De plus, en n'étant justement que l'expression d'une opinion sous couvert d'un pseudo, on ne crée pas l'illusion de se livrer tout entier.
C'est important, puisque beaucoup de commentateurs croient tout comprendre d'un autre commentateur sur la base d'un ou deux écrits qui leur déplaisent ou plaisent. De là proviennent toutes les étiquettes, tous les diagnostics hâtifs, les anathèmes et autres points Godwin.
Ainsi, c'est Calendula qui est la débile, pas la personne qui signe avec ce pseudo ( quoi que ! direz-vous ;-)))
Si nous étions capables de supporter la controverse sans monter sur nos grands chevaux, les pseudos seraient peut-être moins nécessaires.
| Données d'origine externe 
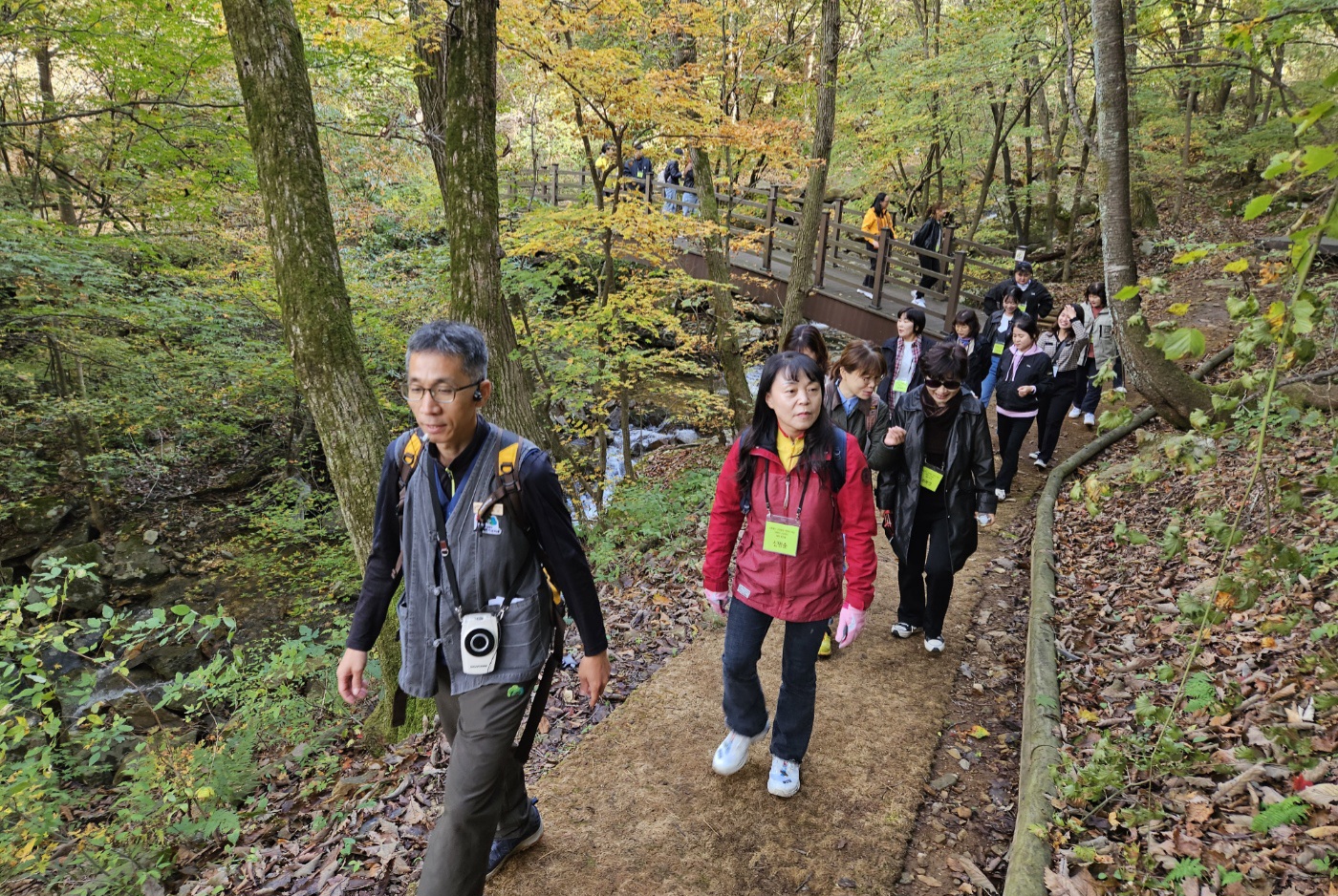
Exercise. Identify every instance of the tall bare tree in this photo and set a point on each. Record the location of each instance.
(317, 320)
(1168, 388)
(457, 86)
Si nous passions davantage de temps à discuter d'idées et d'hypothèses qu'à épingler les travers des autres commentateurs, nous arriverions peut-être à créer une communauté de recherche, à approcher d'un mode de fonctionnement qui ressemblerait davantage à un dialogue qu'au lancer de projectiles virtuels.
Il est certes possible que le lancer d'insultes soit une bonne chose, après tout ! Peut-être que ça a un bénéfice défoulatoire non négligeable.

Il se peut aussi que nous nous trouvions encore à un stade très archaïque de ce mode de communication. Un peu comme les inventeurs de l'écriture cunéiforme, en comparaison des créateurs d'écritures successives plus sophistiquées.